The downgrade is part of a major review of bonds in 32 cities across the state that began this summer. In all, 27 cities' lease-backed obligations were being considered for downgrades.
"With everything that's going on in California, there's a lot of financial demands on cities' general funds," said Jacobson. "We wanted to make sure that they were rated correctly."
The leading credit rating agency said Santa Monica is challenged by "sensitive" tax revenues based on tourism and the local economy and resident wealth levels falling below the median for Aaa-rated U.S. cities. Still, it credited the city for its "exceptionally strong" financial operations and "sizable" reserves.

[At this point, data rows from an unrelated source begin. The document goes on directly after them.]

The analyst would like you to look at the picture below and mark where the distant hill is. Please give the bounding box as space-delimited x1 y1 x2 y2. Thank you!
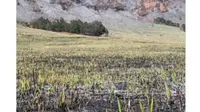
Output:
17 0 185 29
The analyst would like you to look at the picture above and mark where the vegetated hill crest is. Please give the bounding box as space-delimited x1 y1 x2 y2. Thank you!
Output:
17 0 185 29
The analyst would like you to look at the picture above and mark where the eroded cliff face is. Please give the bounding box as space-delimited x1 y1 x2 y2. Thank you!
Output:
17 0 185 30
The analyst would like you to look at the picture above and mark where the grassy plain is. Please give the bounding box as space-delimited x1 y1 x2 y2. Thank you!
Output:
17 25 185 112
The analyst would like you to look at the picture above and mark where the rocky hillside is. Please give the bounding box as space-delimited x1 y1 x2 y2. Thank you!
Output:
17 0 185 28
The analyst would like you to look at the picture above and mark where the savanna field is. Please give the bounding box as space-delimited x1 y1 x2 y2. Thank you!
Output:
16 25 185 112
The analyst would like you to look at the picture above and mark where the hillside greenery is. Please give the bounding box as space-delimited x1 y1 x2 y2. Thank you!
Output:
21 17 109 36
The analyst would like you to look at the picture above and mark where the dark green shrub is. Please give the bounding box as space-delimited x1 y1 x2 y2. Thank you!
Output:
24 17 109 36
154 17 185 31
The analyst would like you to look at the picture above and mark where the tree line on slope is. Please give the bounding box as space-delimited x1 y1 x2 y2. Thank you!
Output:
154 17 185 32
19 17 109 36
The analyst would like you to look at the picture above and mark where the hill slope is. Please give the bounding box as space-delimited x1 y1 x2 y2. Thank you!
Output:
17 0 185 29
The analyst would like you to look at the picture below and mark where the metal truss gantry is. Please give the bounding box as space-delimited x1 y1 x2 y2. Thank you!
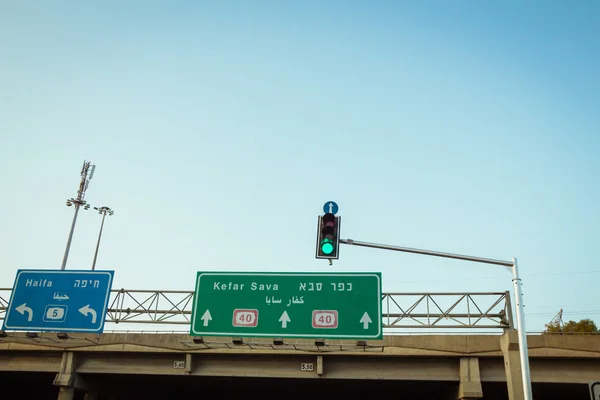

The confirmation of Santa Monica's Aaa general obligation bond reflects the city's "large and diverse tax base that has undergone minimal declines throughout the economic downtown," "moderate general obligation debt and lease-obligation burden," and "relatively small annual required pension and other post-employment benefit contributions as a percentage of general fund operating expenditures," Moody's said in a statement.
The outlook on the ratings is stable, according to Moody's.